I’m betting Forster was thinking about the exact same thing when he wrote A Room With a View, a book based on his own time spent in Florence. Lucy’s transformation comes when she tries to explore the city by herself, without the aid of a guidebook or advice from other tourists. She only finds herself when she risks getting lost. That’s the reward of striking out on your own and dropping the safety and comfort of the beaten path. It doesn’t seem like much of a reward at first – heck, it seems downright scary – but when you talk to folks who travel the world, the real explorers, they all tell you it’s the best feeling they’ve ever had.

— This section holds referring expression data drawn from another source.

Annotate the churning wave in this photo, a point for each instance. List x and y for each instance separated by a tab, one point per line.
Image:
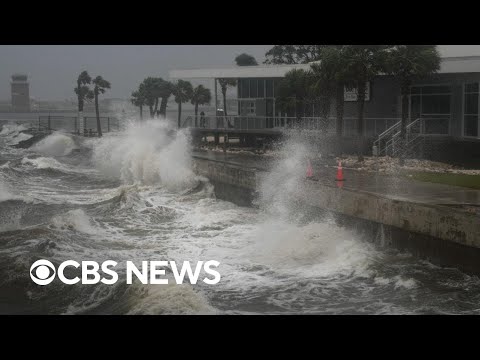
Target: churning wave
134	196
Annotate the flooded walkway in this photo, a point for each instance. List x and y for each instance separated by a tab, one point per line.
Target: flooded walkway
393	187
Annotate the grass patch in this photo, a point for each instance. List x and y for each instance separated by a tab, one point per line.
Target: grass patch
468	181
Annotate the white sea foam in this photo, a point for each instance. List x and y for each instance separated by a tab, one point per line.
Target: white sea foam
56	144
150	153
76	220
12	129
19	138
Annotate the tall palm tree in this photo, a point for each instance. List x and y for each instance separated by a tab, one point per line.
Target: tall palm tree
138	99
100	86
293	91
200	96
83	91
409	63
182	90
362	64
165	90
224	84
330	79
151	86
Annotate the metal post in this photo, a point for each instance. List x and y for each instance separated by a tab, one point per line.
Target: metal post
216	97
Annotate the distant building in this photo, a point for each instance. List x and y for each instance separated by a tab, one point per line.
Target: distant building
20	93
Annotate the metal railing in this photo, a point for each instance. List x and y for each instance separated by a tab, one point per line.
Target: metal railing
372	126
71	124
391	143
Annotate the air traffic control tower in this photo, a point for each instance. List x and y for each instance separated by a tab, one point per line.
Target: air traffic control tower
20	93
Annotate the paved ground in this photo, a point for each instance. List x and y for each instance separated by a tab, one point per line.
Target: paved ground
393	187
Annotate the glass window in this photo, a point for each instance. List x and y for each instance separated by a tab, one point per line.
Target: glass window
436	104
436	90
471	103
253	88
269	88
416	90
471	125
261	88
471	87
245	89
239	88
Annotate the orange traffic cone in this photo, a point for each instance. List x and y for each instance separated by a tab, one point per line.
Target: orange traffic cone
340	172
309	170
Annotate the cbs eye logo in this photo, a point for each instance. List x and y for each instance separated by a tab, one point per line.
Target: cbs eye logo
42	272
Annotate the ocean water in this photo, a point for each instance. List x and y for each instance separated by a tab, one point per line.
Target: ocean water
133	195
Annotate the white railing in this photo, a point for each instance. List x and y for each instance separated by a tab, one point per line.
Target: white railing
372	126
390	142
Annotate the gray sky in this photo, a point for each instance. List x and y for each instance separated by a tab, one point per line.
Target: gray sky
52	69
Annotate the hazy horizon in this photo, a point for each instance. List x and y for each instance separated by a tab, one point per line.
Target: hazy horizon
125	66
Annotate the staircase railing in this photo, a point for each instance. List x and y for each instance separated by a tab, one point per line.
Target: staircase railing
395	145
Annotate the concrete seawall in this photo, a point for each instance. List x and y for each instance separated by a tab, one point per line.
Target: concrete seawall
441	234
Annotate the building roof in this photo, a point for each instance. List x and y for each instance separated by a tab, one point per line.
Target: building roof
463	64
460	64
266	71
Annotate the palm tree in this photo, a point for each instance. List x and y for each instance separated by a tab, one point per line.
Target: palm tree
293	91
100	85
165	90
224	84
138	99
245	60
200	96
408	63
151	86
330	79
362	64
182	90
83	91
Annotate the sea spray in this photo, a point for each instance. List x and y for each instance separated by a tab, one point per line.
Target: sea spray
56	144
150	153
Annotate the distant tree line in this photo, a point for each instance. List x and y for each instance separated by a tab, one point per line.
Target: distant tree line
154	93
86	94
336	67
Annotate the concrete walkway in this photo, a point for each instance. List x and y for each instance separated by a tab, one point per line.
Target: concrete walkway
389	186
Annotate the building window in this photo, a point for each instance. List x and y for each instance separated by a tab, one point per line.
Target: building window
247	108
261	88
244	88
253	88
269	88
470	109
432	103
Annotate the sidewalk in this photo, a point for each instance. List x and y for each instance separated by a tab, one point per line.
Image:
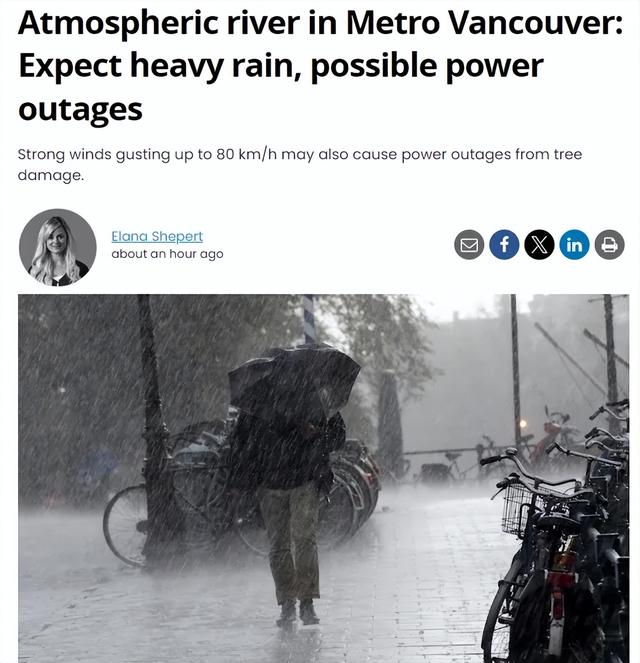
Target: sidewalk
415	585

It’s the same with writing: when writers push themselves out of their comfort zones, that’s when the real creativity happens. Listen, the only real difference between novice writers and those more experienced is how we deal with fear. The difference isn’t in talent, or grammar, or a better vocabulary (I’m pretty sure Hemingway wasn’t checking a thesaurus, and he did all right). It’s in how much practice we have facing the unknown, the dark tunnel ahead where the story or poem or essay wants to take us. Of course, Keats came up with this idea a couple hundred years ago, but it’s still just as significant to writers today. We have to admit that there are plenty of things we have no control over. Sometimes it’s the story writing us. A long time ago, someone told me the act of writing was at least 50% magic, and I think that might be a conservative estimate. I’m hoping there’s that much magic floating around Florence for the next few months, because I have my own writing project to tackle, and just like my students, I’ll sit there in front of a blank screen and get a little frightened at what to do next.
The more I travel, the more I’m convinced our identity might contain a lot more things we can’t control than things we can. We like to think we can change our own identity, but it seems a true identity is pretty hard to fake. It’s deep into us, tattooed on our bones, and it can’t be scraped away so easily.
Tomorrow in class, we’ll probably get a few good laughs out of Lucy Honeychurch’s misadventures while we read the story aloud. After all, it is a very funny book, and Forster certainly meant to skewer all the stuffy, static tourists he saw converging on Florence a hundred years ago. But most importantly, I hope we will realize that when we laugh at them, we’re also making fun of ourselves. If we’re honest, my students and I, we’ll see a lot of our own stories at work in there. And that honesty just might be the first step towards a better understanding of who we really are in this amazing city, and in this world.
For me, the second step might be a glass of wine. But that’s another story.